O surgimento de uma nova comédia ajuda a civilizar o riso. Escreve Minois: Terminam os falos, os excrementos, as grosserias, as agressões verbais contra os políticos. A nova comédia, a néa, dirige-se a um público mais selecionado, mais culto, mais abastado, que agora paga seu bilhete de entrada e não vem para ver insultar os homens políticos, mas para apaziguar-se honestamente, diante de um espetáculo que corrobora as convenções sociais e exorciza o medo da subversão. Os domínios gêmeos da política e da obscenidade cedem lugar aos assuntos domésticos, às relações sentimentais, conjugais e familiares, em que a moral sempre se salva”.[11] E Minois arremata: “A comédia tem por função, em primeiro lugar, permitir ao público esquecer por um tempo suas inquietudes e espantar seus temores, apresentando-lhe um universo em que a ordem sempre acaba por ser restabelecida”. [12] Nesse sentido, o riso aceito é aquele que reforça as normas e pune as excentricidades e desvios. “O riso de bom tom é aliado das convenções, e a comédia permite dar conta dos interditos e ridicularizar os marginais, acatando as normas sociais”[13]. “O público pode liberar pelo riso aquilo que lhe provoca medo.” [14]

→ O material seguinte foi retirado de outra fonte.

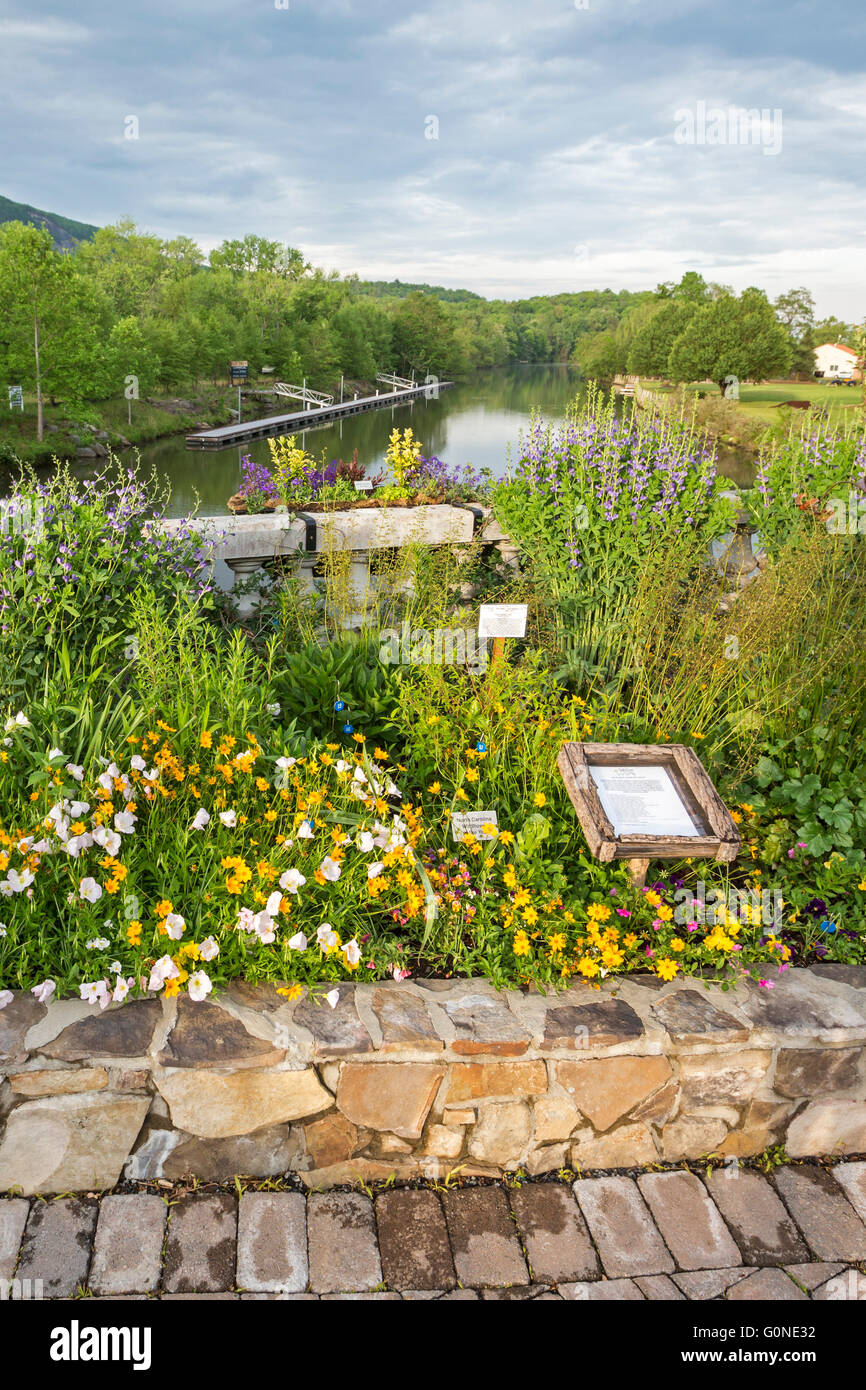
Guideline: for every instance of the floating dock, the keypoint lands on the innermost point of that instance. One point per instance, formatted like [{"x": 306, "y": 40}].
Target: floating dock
[{"x": 228, "y": 435}]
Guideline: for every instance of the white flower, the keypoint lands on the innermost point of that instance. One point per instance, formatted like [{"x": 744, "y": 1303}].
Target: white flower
[
  {"x": 199, "y": 986},
  {"x": 89, "y": 890},
  {"x": 174, "y": 926},
  {"x": 292, "y": 880},
  {"x": 352, "y": 952},
  {"x": 109, "y": 840},
  {"x": 161, "y": 970},
  {"x": 75, "y": 844},
  {"x": 18, "y": 881},
  {"x": 246, "y": 920},
  {"x": 263, "y": 926},
  {"x": 93, "y": 993}
]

Com o surgimento do cristianismo, a dicotomia corpo versus ideia, logo evolui para um novo paradoxo: corpo versus alma. Corpo mortal, alma imortal. Mundo terreno versus o Paraíso sagrado post mortem. Com o cristianismo, o riso passa a ser diabólico. Isso é corroborado pelo fato de não haver relatos de nenhuma risada de Jesus na Bíblia.

E a história do riso segue dessa forma, ora sendo combatido, ora sendo aceito, mas sempre com ressalvas. Riso associado a vulgaridade, ao escatológico, ao grotesco, à loucura, ao diabólico. É, portanto, compreensível que muitas pessoas tenham dificuldade para entender a lógica do humor se a nossa cultura reprimiu a nossa risada e, mais do que isso, reprimiu o raciocínio que leva à comédia. Mas a forma como o sapiens evoluiu culturalmente se refletiu igualmente na maneira como evoluiu a nossa psique.

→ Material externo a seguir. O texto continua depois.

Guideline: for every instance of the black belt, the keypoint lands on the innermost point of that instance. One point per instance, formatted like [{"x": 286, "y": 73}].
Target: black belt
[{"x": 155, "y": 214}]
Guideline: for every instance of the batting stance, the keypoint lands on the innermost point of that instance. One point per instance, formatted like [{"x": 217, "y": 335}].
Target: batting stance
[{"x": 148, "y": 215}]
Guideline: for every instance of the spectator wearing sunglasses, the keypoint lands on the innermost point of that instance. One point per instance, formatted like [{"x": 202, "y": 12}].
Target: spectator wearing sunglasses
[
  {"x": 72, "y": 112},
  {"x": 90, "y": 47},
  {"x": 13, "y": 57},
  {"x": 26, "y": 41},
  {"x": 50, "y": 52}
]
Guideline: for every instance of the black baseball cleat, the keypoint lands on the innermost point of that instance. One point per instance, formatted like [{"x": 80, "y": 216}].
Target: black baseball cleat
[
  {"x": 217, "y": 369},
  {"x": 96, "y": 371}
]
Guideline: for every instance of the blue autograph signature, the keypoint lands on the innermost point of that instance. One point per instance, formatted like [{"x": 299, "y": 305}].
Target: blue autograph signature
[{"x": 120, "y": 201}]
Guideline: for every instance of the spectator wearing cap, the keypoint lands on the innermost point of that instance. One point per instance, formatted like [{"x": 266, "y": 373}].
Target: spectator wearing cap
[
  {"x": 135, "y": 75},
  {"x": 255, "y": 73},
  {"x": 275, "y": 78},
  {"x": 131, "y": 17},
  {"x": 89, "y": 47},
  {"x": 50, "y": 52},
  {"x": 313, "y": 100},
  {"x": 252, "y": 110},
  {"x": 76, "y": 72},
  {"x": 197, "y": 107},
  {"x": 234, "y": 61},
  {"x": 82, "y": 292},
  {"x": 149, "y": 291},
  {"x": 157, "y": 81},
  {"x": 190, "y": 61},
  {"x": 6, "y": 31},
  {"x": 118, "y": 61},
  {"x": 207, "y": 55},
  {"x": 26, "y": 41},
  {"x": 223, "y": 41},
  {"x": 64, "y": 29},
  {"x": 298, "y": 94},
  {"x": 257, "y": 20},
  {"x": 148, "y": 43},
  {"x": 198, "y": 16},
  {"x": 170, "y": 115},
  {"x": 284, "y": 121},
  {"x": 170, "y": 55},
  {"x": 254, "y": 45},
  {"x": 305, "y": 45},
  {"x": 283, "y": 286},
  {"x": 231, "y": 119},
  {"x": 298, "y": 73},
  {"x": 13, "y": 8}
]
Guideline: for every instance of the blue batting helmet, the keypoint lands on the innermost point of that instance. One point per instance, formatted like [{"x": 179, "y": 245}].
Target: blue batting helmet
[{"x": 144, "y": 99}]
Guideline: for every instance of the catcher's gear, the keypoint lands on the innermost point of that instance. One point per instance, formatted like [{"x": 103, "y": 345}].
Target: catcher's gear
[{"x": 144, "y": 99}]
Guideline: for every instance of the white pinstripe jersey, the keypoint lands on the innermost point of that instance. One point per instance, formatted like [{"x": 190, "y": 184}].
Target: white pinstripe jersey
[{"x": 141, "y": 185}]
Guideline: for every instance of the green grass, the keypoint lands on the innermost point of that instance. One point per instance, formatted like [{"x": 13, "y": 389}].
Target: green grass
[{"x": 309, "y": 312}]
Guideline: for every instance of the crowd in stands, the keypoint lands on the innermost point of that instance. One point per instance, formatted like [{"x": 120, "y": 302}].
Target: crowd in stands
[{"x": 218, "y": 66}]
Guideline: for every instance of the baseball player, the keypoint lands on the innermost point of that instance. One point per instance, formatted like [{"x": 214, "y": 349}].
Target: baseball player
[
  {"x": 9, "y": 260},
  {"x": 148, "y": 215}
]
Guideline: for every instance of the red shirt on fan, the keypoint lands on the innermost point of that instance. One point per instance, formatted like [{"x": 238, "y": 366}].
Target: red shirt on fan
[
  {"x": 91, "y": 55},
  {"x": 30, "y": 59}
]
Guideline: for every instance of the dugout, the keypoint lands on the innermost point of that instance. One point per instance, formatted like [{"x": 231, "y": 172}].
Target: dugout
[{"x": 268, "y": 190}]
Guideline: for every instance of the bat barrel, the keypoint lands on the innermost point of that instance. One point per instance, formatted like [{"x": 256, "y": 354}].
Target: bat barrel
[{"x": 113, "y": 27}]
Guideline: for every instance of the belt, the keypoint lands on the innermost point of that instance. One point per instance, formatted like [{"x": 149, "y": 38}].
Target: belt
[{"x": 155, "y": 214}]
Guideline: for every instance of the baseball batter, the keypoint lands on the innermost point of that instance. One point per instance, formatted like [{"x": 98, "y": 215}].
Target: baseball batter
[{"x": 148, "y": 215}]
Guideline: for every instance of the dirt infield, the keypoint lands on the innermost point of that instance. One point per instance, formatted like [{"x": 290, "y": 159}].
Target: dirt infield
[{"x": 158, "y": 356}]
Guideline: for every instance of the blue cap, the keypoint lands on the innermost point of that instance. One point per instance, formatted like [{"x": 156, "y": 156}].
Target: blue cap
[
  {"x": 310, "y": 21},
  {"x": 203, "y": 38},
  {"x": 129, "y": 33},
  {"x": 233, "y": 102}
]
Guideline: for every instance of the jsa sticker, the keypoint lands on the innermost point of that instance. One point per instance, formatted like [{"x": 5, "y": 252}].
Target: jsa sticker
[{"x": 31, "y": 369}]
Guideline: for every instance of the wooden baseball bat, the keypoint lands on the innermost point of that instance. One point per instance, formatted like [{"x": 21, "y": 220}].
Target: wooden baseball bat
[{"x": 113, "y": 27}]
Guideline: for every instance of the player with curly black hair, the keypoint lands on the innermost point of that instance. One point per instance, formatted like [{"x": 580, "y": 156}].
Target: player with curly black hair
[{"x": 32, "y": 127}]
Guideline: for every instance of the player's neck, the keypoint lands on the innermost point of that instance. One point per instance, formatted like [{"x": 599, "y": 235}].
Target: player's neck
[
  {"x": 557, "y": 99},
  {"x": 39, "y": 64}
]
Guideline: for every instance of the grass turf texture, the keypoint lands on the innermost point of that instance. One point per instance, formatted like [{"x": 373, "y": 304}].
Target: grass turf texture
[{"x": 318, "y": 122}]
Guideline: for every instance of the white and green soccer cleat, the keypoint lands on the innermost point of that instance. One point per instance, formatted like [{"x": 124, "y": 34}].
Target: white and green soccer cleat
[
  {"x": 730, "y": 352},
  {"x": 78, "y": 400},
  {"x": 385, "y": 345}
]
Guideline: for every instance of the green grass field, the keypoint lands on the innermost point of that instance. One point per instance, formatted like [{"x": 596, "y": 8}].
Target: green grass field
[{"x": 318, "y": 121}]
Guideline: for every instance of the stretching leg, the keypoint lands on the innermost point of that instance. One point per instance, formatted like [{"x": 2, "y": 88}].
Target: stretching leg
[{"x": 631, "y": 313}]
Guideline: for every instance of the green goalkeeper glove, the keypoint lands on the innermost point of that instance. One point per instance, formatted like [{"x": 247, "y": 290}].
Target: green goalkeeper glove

[1] Georges Minois, História do riso e do escárnio, p 25.

[2] IDEM. (p 27)

[3] IDEM. (p. 31)

[4] IDEM. (p. 30)

[5] IDEM. (p. 35)

[6] IDEM. (p. 40)

[7] IDEM. (p. 41)

[8] IDEM. (p. 41)

[9] IDEM. (p. 49)

[10] IDEM. (p. 49)

[11] IDEM. (p. 51)

[12] SAÏD, S. M. Trédé et A. Le Bouiluec, Histoire de la littérature grecque, Paris, 1997, p.302.

[13] Georges Minois, História do riso e do escárnio. (p. 51)

[14] SAÏD, S. “Sexo, amor e riso na comédia grega”. In: Le rire des anciens. Actes du Colloque International de Rouen et Paris. Paris: 1998.